Whenever you showcase your accomplishments, you want to focus on very specific, quantifiable things that you did. This cover letter, for instance, talks about '450 clients' and '30 percent savings.' You can make this even stronger by adding specific dollar amounts describing your impact.
3. Letter Highlighting Company Research
Besides stating specific, dollar-focused accomplishments, this cover letter shows the power of researching a company before applying.
Being able to state the company's goals and express how you can help them meet the challenge is a very impressive way of showing that you're prepared. If you can find information about a company's direction or mention a recent news item that features the company, your cover letter will be sure to stand out.
Tips for Writing a Cover Letter That Sells You
As a prospective employee, you are selling the employer on the fact that your skills and talents will help them accomplish the goals of the position you're applying for. It's important to follow key guidelines for writing an effective cover letter, but you also need to focus on selling yourself. It's what you say and how you say it that makes your application shine.
More and more applications are being processed online, and it's important to use keywords in both your resume and your cover letter. One of the best places to find keywords to use in your cover letter is in the job description itself.
If the job description contains specific industry-oriented terms, skills, or job duties, see what you can do to put those words into your cover letter. Obviously your cover letter should still be engaging and easy to read as well, so don't go overboard!
Highlight Specific Accomplishments
Your resume should include specific achievements and awards that you've received in your various work positions, and you should highlight the most relevant of these in your cover letter.
If you have more than one accomplishment you intend to highlight, be sure to include a bulleted list in your cover letter that is easy to scan. Don't forget to point out how your successes relate to the job you're applying for and make you the best candidate.
Once you've got a draft of your cover letter ready, ask a trusted friend or family member to read it and give you feedback.
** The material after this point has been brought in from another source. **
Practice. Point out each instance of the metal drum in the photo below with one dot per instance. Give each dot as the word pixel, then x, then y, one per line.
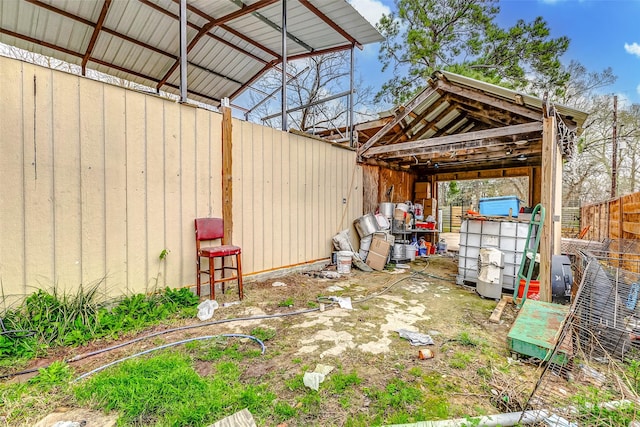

They may notice things that you overlooked, or they may have additional ideas about what skills and traits you can focus on.
Remember that every cover letter should be unique and customized to the position you're applying for - don't use a generic cover letter for every job if you want to stand out.
Use Powerful Words
The types of verbs you use make a big difference. You don't want to say "I did" and "I was able" over and over. Instead, use impactful verbs like the words in the list below.
Resources for Additional Sample Letters
For additional sample cover letters and to get more ideas on what to say and how to say it, take a look at these resources:
- Workbloom.com has sample cover letters by industry for over 20 different industries, from accounting to construction to technology.
- Monster.com has a good example of how to write a cover letter if you're currently unemployed.
- TheBalance.com has a selection of cover letter examples for students and recent graduates, including options for summer jobs and part-time employment.
Stand Out With a Great Cover Letter
Human resource professionals are extremely busy and get dozens and dozens of applications for every opening. The best way to stand out is to carefully follow the application instructions, customize each cover letter for the job you're applying for, and include a cover letter even if it's optional. When you share your accomplishments and discuss why you're the best fit for the company and the job, you'll dramatically improve your chance of getting hired!